Alcuni studenti lessero i loro componimenti ispirati alla memoria di Dante e concluse la celebrazione l’avvocato Clemente Pinoli (padre del più celebre avvocato, collezionista e bibliofilo Galileo Pinoli), declamando alcuni suoi versi di carattere politico, non esenti da arguzie e allusioni satiriche.
L’intervento più importante fu senza dubbio quello di Casali, che non era neppure originario di Ivrea: nato a Reggio Emilia, aveva partecipato come volontario alla prima guerra d’indipendenza, per poi laurearsi in giurisprudenza. L’esperienza patriottico-liberale in favore della causa italiana gli aveva impedito di praticare la professione forense; decise dunque di laurearsi in lettere, partecipò alla seconda guerra d’indipendenza, e successivamente insegnò nei licei di Reggio, Fermo, Ivrea (divenuto nel frattempo Regio Liceo-Ginnasio “Carlo Botta”) e Piacenza (“Mel-chiorre Gioia”), dove morì nel 1883, quando non aveva ancora compiuto 58 anni.
Fu pertanto un «soldato poeta maestro» (così lo ricorda un’epigrafe nell’androne di Palazzo Anguissola da Vigolzone, antica sede del Liceo piacentino) colui che commemorò Dante a Ivrea nel 1865, inaugurando una buona tradizione di dantisti (eporediesi e no) docenti presso il “Botta”.
Nel periodico canavesano «La Dora Baltea» le celebrazioni di quell’anno erano state debitamente annunciate sin dall’11 Marzo, ed è interessante rileggere con quale spirito ci si accostasse alla rievocazione di Dante: «Il pensiero che, dopo lunghi secoli d’onte e di sciagure, di colpe e d’abbiezioni, l’Italia finalmente s’avvia a nuove e forse più superbe glorie, che pur non siano già toccate all’antica regina del mondo, oh certo dovette traversare in quei momenti la mente di chiunque vedesse nel festeggiato Poeta il principio della moderna grandezza italiana, l’autore primo della nostra unificazione filologica, morale e politica, il rivendicatore – non del ghibellinismo – ma del Romano Imperio, il preconizzatore insomma ed il primo preparatore dei moderni trionfi».
È necessario depurare queste parole della farragine retorica che caratterizza lo stile pubblicistico dell’epoca, ma il senso dell’insistenza su Dante si rivela con chiarezza: i moderni trionfi (di Casa Savoia) preludono a una nuova epoca d’oro dell’Italia, che ha appena recuperato unità politica e nazionale, oltre a quella geografica e linguistica; tutti ideali che per primo aveva diffuso l’autore della Commedia e del De vulgari eloquentia (e della cui mancata realizzazione aveva sofferto personalmente le conseguenze, con un ventennale esilio dalla terra patria).
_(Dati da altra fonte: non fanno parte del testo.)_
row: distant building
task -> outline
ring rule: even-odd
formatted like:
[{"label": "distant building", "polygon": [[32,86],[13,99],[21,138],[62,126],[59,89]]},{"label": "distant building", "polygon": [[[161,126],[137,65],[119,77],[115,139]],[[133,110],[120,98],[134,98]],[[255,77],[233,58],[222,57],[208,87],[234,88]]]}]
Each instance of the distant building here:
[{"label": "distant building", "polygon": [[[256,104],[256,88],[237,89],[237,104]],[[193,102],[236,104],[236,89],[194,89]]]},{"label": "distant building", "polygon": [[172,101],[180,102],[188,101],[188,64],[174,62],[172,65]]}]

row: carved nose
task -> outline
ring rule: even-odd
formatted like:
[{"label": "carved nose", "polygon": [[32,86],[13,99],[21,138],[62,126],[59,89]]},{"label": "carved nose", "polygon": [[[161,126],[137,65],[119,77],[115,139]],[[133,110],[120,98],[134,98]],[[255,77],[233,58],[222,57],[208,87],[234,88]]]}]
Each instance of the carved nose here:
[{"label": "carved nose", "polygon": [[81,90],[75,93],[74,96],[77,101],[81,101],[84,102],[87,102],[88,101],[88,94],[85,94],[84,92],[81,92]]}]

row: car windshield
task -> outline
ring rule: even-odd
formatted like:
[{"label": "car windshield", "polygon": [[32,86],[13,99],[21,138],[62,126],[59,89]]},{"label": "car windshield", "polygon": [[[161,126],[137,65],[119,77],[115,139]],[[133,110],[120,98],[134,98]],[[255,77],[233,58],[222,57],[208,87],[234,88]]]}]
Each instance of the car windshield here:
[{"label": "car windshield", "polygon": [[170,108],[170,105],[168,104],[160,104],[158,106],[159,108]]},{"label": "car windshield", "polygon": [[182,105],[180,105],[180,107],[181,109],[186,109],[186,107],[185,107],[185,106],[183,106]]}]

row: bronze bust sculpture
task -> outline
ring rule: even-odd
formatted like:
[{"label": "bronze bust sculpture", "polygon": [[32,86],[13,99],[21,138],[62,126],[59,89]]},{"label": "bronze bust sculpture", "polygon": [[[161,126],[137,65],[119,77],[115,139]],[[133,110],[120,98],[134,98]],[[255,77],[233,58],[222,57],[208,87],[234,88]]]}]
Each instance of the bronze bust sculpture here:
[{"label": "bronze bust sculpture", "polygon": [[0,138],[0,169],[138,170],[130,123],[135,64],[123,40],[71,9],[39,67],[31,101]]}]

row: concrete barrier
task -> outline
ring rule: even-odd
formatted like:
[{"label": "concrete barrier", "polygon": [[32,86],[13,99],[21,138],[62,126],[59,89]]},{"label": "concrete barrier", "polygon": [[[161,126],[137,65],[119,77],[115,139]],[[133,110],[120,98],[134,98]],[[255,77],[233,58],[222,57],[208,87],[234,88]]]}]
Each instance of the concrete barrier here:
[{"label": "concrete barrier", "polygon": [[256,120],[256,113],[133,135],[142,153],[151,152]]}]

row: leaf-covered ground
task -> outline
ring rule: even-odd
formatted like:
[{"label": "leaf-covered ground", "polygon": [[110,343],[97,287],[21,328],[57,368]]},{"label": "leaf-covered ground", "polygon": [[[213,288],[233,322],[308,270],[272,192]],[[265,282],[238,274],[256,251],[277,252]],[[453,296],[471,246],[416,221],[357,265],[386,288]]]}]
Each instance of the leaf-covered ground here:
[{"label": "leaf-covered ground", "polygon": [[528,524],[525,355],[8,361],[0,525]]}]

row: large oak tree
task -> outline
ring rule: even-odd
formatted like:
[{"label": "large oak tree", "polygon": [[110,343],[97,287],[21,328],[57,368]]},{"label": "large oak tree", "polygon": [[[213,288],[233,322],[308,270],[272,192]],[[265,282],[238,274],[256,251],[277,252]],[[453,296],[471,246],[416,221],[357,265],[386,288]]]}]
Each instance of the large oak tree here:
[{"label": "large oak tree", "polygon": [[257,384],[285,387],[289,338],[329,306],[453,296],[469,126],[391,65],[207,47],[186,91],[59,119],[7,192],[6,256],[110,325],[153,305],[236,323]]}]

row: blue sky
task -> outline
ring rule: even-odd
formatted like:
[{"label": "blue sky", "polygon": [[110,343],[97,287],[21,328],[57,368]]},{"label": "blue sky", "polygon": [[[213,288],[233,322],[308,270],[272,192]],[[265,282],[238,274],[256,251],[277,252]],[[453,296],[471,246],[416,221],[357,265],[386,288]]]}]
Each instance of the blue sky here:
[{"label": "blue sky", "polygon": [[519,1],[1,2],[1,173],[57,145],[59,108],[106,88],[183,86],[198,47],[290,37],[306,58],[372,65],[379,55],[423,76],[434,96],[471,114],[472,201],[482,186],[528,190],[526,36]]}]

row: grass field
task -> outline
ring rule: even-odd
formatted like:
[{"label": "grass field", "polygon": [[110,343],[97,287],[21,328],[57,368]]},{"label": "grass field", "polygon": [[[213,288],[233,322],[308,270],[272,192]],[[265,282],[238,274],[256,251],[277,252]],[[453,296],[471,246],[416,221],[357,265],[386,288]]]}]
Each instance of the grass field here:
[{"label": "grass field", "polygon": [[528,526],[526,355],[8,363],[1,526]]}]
Secondo questa ricostruzione, fedelissima al progetto delle celebrazioni secolari di cui la «Rivista Contemporanea» di Torino si era resa fautrice sin dal 1859, tutta la storia italiana medioevale e moderna risultava un lunghissimo periodo di onte, sciagure, colpe e abiezioni, redento però dalle aspirazioni di un genio delle origini (Dante, “l’inventore” della lingua italiana e della stessa “idea politica” di Italia) e, ovviamente, dalle realizzazioni dello spirito risorgimentale.